Ainda assim, e com o pior
resultado eleitoral de sempre do partido de extrema-esquerda radical, Pablo
Iglesias fez xeque-mate ao PSOE e conseguiu, por fim, um lugar cimeiro no
Conselho de Ministros do governo espanhol.
Uma vez no poder, o guião, que
nem precisou de ser traduzido, chega a confundir-se com o da Venezuela de Hugo
Chávez.
Primeiro objectivo (este
ainda em curso): silenciar e vilipendiar a oposição com insultos do tipo «fascistas» e «franquistas»,
pelo simples facto de os outros acharem que retirar os restos mortais de um
ditador desaparecido há mais de 40 anos não é um assunto relevante para a
Espanha do século XXI, onde o desemprego está prestes a ultrapassar a barreira
dos 15% num país com mais de 40 milhões de habitantes.
Segundo objectivo (este
aparentemente falhado): adoptar uma postura de confronto declarado a qualquer
meio de comunicação social independente que não siga a narrativa imposta por si
e pelo actual governo.
Sobre este ponto, o executivo
espanhol chegou a exigir, durante a Primavera de 2020, que qualquer jornalista
presente nas conferências de imprensa sobre a Covid-19 em Espanha enviasse as
suas perguntas de maneira prévia, para que estas fossem revistas e selecionadas
pelo chefe de gabinete de Pedro Sanchéz, o sinistro Iván Redondo, qual Ministro
da Verdade orwelliano.
Esta tentativa de
silenciamento falhou porque vários jornalistas e vários meios de comunicação
social de referência, como El Mundo e o ABC ameaçaram
boicotar esta tentativa (...)
Terceiro objectivo (este
entretanto atingido): ocupar o lugar de topo no Conselho Nacional de Segurança
do Estado espanhol.
Com isto, Pablo Iglesias
controla hoje todos os segredos de Estado e acede a toda e qualquer informação
de segurança considerada classificada.

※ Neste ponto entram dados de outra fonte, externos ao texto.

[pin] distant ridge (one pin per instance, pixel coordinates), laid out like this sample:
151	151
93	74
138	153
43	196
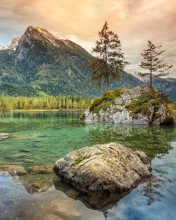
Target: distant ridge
40	63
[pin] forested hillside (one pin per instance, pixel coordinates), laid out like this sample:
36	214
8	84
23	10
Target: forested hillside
43	63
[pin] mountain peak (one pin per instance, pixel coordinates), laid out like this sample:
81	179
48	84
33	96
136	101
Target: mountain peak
11	45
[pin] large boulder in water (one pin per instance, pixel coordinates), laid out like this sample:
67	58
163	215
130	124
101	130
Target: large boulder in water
103	169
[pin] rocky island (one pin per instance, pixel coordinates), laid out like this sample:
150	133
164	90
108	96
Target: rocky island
109	170
140	105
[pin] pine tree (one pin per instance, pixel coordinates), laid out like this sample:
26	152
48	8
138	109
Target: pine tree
107	66
153	62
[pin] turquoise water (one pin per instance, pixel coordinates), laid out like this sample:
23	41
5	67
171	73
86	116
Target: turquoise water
41	138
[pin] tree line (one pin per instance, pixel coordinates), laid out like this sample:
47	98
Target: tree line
43	103
110	61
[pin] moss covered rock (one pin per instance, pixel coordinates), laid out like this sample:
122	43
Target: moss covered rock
140	105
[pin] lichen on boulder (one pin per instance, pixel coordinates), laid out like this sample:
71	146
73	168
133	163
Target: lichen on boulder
140	105
107	169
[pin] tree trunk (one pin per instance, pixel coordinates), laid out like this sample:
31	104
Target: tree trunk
107	83
151	71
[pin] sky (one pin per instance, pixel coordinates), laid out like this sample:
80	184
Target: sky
135	22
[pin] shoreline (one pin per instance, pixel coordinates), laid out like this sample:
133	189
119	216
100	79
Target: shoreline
43	110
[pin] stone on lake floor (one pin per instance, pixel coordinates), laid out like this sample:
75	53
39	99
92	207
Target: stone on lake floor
13	170
4	135
103	170
40	169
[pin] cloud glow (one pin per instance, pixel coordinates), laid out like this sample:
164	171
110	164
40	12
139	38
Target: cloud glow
135	21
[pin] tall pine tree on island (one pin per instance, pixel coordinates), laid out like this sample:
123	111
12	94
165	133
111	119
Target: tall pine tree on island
110	60
153	62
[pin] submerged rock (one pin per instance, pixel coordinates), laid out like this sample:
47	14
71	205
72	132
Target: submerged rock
4	135
139	105
40	169
108	169
13	170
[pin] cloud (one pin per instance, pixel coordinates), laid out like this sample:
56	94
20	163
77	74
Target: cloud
135	21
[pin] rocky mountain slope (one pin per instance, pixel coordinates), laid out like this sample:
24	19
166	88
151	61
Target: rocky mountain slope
42	63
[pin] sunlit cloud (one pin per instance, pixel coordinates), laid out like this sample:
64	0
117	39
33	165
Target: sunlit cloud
135	21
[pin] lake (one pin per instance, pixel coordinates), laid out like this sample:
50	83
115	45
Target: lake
41	138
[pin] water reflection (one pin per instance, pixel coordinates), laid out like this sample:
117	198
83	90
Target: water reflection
40	138
154	141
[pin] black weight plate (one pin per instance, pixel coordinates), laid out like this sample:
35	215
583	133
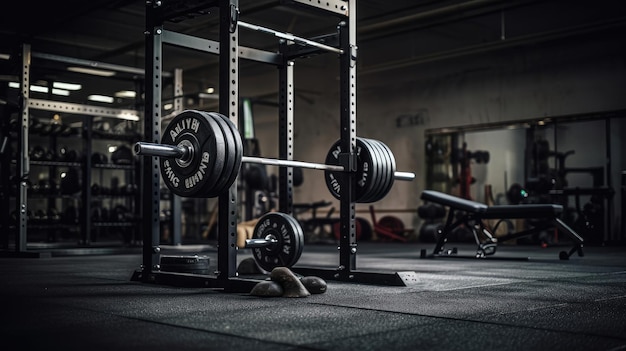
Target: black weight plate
287	250
392	168
385	165
299	239
363	177
377	170
237	150
229	158
195	178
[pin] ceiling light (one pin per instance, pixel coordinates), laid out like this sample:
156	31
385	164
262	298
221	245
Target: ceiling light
101	98
95	72
67	86
61	92
41	89
128	116
125	94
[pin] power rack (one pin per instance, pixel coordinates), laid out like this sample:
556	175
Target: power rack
342	42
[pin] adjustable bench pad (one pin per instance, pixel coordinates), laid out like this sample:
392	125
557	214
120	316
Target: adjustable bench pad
493	212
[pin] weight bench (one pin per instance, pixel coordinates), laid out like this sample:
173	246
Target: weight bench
472	214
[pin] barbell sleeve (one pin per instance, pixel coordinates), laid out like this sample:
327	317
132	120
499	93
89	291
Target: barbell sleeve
407	176
255	243
288	36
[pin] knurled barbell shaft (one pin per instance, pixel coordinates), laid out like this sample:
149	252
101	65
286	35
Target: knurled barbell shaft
160	150
288	36
254	243
173	151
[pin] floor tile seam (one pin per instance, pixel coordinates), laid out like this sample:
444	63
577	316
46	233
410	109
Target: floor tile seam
471	320
178	326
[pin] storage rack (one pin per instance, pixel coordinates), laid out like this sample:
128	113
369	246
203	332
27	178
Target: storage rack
160	12
23	162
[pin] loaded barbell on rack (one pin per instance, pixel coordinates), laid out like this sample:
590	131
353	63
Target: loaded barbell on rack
201	154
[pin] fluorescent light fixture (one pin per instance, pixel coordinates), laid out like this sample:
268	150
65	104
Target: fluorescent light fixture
128	116
67	86
38	89
95	72
126	94
101	98
61	92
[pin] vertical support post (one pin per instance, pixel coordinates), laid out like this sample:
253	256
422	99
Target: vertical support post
85	223
152	132
176	201
23	162
285	134
347	81
229	101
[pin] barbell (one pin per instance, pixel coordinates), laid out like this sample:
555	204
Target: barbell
201	154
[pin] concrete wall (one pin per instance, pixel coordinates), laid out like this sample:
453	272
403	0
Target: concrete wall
544	80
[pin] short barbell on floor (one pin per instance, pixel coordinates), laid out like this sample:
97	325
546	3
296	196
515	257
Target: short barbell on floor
201	154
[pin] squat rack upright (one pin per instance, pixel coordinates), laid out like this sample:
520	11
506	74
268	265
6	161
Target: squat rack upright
158	12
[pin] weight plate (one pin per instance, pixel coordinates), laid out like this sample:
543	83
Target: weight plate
299	239
385	165
196	176
288	248
237	150
392	168
377	170
363	178
229	157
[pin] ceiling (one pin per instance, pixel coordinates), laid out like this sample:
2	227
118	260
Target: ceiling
391	35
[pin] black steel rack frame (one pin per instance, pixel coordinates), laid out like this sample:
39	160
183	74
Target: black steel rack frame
226	277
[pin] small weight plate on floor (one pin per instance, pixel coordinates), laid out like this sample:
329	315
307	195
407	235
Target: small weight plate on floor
288	248
387	166
185	264
195	176
229	158
299	239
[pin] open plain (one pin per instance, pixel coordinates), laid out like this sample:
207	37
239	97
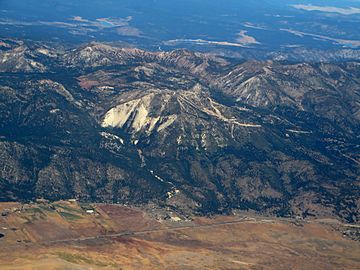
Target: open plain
73	235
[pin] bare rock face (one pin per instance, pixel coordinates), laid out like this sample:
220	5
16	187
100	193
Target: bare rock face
185	130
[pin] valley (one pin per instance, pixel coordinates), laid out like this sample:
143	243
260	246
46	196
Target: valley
74	235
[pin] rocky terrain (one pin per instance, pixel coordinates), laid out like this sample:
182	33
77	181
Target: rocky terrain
194	132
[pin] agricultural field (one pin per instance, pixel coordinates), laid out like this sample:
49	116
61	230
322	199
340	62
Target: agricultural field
73	235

Um perigo, portanto.
Quarto objectivo (este ainda em curso): debilitar o Estado e todas as suas instituições democráticas resultantes (e devidamente sufragadas pelo povo no referendo à Constituição de 1978) da transição para a democracia no final dos anos 70.(...)
Quinto objectivo (este
é ainda um copo meio cheio, meio vazio): controlar a Justiça.
Parte já foi conseguido com a
nomeação de Dolores Delgado, até há um ano Ministra da Justiça do governo de
Pedro Sanchéz e hoje Fiscal General del Estado (o equivalente
português à Procuradoria-Geral da República).
Uma espécie de braço armado do
Executivo de esquerda numa função que se quer independente e apartidária.
E, mais recentemente, alterar
a forma como são nomeados os 20 vogais do Consejo General del Poder Judicial –
de onde sai o Presidente do Supremo Tribunal de Justiça (...)
Ora, a proposta surgiu no início desta semana e defende que os 20 juízes passem a ser eleitos por maioria absoluta simples, isto é, metade mais um, em vez da actual maioria qualificada de 3/5 no parlamento espanhol e no senado.(...)
Algo gravíssimo e que, quando
visto noutras geografias da Europa, como na Polónia – acusada de destruir o que
ainda resta do Estado de Direito naquele país – fez soar todos os alarmes e
todas a críticas (e bem!) de Bruxelas e do Partido Socialista Europeu.
A oposição espanhola e várias
associações de juízes já vieram anunciar que recorrerão a todas as instâncias
judiciais domésticas e europeias para travar uma lei que, no seu espírito, não
pretende mais do que matar o princípio da separação de poderes, da independência
dos magistrados e do Estado de direito.
Tudo isto, no meio de uma
pandemia, onde Espanha lidera todos os rankings de falecidos, de doentes e de
profissionais de saúde infectados com a Covid-19.
Tudo isto, no meio de uma
crise económica e social sem precedentes: o FMI e a OCDE colocam Espanha como a
economia desenvolvida que mais riqueza perderá em 2020, com uma queda do PIB
perto dos 15% e com uma taxa de desemprego de guerra que não se recuperará até
2026.
Esta semana, o Banco de Espanha alertou para o crescimento do risco de pobreza e que esta poderá atingir 11 milhões de pessoas no final deste ano.